Quoiqu'il en soit, aucun livre portant ce titre ne figure dans le catalogue, pourtant extrêmement riche, de la Bibliothèque médiévale de l'Abbaye de Saint-Gall. Cette bibliothèque abrite en effet, tout comme la Vadiana, parmi ses ouvrages philosophiques et mathématiques, de nombreux manuscrits et incunables ésotériques et alchimiques, notamment une collection très complète d'alchimie ayant appartenu à Bartolomé Schlesinger (1415-1514), prospère marchand et bourgmestre de la Ville de Saint-Gall, alchimiste à ses heures et probable auteur de ces écrits, tables et diagrammes fortement inspirés par ceux du pseudo Raimundus Lullus.
Alors, ces poèmes existent-ils, ou ne sont-ils que le fruit de l'imagination d'une poignée de moines hérétiques? Nul ne le saura probablement jamais. Et Jacob ne pouvait même pas aller demander plus de détails au professeur Deacon, celui-ci ayant péri dans l'incendie, apparemment accidentel, mais le doute a toujours subsisté, de son appartement. Il se rendrait tout de même à Saint-Gall pour tirer cela au clair!

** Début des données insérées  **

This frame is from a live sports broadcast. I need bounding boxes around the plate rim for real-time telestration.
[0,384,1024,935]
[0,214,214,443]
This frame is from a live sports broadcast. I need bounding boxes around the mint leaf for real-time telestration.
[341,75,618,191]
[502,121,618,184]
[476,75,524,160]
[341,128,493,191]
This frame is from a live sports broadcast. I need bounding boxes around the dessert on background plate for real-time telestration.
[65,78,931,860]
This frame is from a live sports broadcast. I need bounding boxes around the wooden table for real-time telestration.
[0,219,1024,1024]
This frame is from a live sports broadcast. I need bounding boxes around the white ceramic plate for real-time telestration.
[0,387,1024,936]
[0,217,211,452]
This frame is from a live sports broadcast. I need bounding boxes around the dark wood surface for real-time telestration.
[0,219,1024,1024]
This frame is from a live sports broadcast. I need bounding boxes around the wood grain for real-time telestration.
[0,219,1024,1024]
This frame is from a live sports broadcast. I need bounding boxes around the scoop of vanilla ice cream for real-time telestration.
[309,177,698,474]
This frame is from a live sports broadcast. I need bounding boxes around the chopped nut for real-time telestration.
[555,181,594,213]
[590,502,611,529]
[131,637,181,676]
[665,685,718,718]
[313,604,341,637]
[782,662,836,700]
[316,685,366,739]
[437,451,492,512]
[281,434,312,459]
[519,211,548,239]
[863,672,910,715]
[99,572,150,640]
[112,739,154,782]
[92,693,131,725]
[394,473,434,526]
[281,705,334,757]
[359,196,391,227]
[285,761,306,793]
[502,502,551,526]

A peu près au moment où Jacob découvrit le manuscrit du carton dans le dépôt du libraire, et avant qu'il ne lût le livre de Oona, à l'Université, dans le cours ex cathedra de poésie française du fameux professeur Michael Tudor, un spécialiste qui venait à Genève chaque semaine de Cambridge, Jacob ouït dire par un étudiant que le fameux manuscrit de Saint-Gall, qui n'était pas un cycle de poèmes sataniques mais un traité de religion celtique, n'avait jamais été caché par des moines occultistes pour en préserver le savoir, mais tout simplement volé par un bibliophile pour en admirer la somptueuse calligraphie et les enluminures, notamment celles des lettrines! D'ailleurs, à un moment donné le manuscrit resurgit, puis passa de mains en mains, pour finalement arriver entre celles du poète symboliste français Jules Laforgue.

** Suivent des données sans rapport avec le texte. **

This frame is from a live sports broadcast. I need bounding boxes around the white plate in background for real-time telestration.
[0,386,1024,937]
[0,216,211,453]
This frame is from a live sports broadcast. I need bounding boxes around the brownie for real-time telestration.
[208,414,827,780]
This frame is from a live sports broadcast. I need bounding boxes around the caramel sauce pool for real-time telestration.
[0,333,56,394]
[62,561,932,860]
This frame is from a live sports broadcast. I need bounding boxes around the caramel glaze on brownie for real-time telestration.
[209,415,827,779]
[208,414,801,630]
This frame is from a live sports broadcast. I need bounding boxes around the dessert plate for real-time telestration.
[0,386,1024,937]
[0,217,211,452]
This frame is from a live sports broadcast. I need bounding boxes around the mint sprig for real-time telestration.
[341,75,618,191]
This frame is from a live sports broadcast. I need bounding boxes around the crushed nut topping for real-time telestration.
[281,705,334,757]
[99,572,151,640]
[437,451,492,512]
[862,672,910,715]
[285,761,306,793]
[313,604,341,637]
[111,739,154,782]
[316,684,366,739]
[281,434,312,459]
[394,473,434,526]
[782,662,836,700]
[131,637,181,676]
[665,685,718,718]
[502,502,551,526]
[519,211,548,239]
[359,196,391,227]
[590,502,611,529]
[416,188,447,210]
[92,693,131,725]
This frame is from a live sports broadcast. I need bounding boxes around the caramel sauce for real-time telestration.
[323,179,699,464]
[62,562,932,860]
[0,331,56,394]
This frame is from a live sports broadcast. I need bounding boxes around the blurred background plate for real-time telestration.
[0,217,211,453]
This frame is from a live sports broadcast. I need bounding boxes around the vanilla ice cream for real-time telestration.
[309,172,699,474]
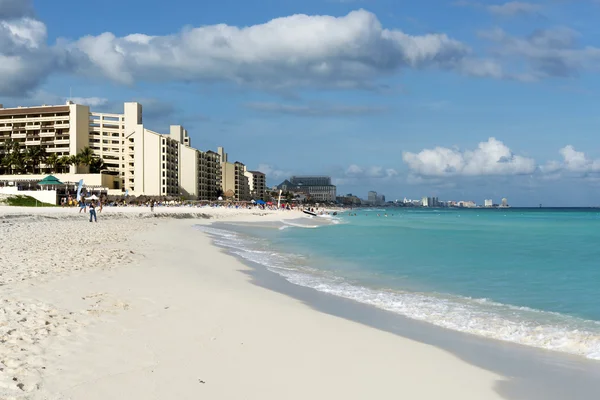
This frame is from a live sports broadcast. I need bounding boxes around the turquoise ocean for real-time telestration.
[201,208,600,360]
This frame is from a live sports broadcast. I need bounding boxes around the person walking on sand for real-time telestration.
[79,196,87,214]
[90,201,98,222]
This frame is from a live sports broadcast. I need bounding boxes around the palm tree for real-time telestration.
[77,146,95,167]
[0,141,10,174]
[58,156,73,172]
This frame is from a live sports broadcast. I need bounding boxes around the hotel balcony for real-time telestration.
[46,147,70,154]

Ce dernier s'en serait inspiré pour écrire son magnum opus, les vrais Poèmes de la Lune Rouge, réputé perdu, hélas. Inutile de dire que le professeur Tudor démentit avec véhémence cette théorie, qu'il qualifiait de sottises et de billevesées!
Jacob n'était pas plus avancé! Il conclut qu'il n'avait d'autre choix que de reprendre l'examen attentif du paquet de feuilles, dans lequel il avait trouvé quelques poèmes, dédiés à la lune rouge, c'est vrai, dont certains carrément écrits en rouge, mais dont aucun ne semblait être dû à Jules Laforgue, ou à un moine hérétique médiéval! Mais il n'était un spécialiste ni de Laforgue, ni de littérature médiévale, ni de religion celtique, il le reconnaissait volontiers. Pour se donner du cœur à l'ouvrage, il se prépara une belle platée de spaghettis sauce tomates, et, cela s'imposait, déboucha une bouteille de chianti, achetée chez le petit épicier italien du coin, qui l'avait toujours bien conseillé.

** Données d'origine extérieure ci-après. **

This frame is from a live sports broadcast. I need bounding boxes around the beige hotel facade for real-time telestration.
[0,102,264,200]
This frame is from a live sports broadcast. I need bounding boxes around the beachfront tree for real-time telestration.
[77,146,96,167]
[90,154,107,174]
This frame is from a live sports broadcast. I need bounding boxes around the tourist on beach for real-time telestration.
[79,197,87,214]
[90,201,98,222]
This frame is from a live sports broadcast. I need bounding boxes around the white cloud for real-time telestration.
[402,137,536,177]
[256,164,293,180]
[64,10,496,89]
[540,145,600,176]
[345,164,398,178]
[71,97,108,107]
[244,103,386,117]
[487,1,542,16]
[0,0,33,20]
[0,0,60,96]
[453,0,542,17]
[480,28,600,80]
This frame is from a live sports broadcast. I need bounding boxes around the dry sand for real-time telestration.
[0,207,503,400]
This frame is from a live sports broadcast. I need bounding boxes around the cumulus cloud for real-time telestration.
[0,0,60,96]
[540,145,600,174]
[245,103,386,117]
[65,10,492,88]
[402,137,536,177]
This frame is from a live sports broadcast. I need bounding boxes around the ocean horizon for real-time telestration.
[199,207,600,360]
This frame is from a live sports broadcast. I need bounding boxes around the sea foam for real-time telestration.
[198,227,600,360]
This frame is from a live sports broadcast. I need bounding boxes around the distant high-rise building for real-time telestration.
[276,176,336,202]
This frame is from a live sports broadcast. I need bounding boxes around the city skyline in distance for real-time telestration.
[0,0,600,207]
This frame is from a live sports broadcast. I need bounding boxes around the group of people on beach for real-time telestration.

Pendant qu'il mangeait ses pâtes, après deux ou trois verres de vin, Jacob joua le disque Harvest, de Neil Young. L'écoute de cette musique country rock lui fit immanquablement penser à Oona, et le plongea dans une douloureuse nostalgie. Harvest était en effet un de leurs disques, et il repassa plusieurs fois, comme ils avaient l'habitude de le faire, le morceau "Alabama", sur lequel stridulent les guitares électriques de Neil et de Ben Keith.
"Oh Alabama
The devil fools
With the best laid plan
Swing low Alabama
You got the spare change
You got to feel strange
And now the moment
Is all that it meant."
Jacob avait toujours aimé cette chanson anti-sudiste et anti-raciste; en l'écoutant, il laissait souvent le CD enchaîner avec The Needle And The Damage Done et Words (Between The Lines Of Age). Lorsque le reste des spaghettis fut froid et la bouteille vide, il remarqua qu'il était onze heures passées. Décidément, trop tard pour travailler! De toute manière, il n'était plus en état. Il finit son verre de chianti, puis alla se coucher, accompagné par les dernières notes de Words.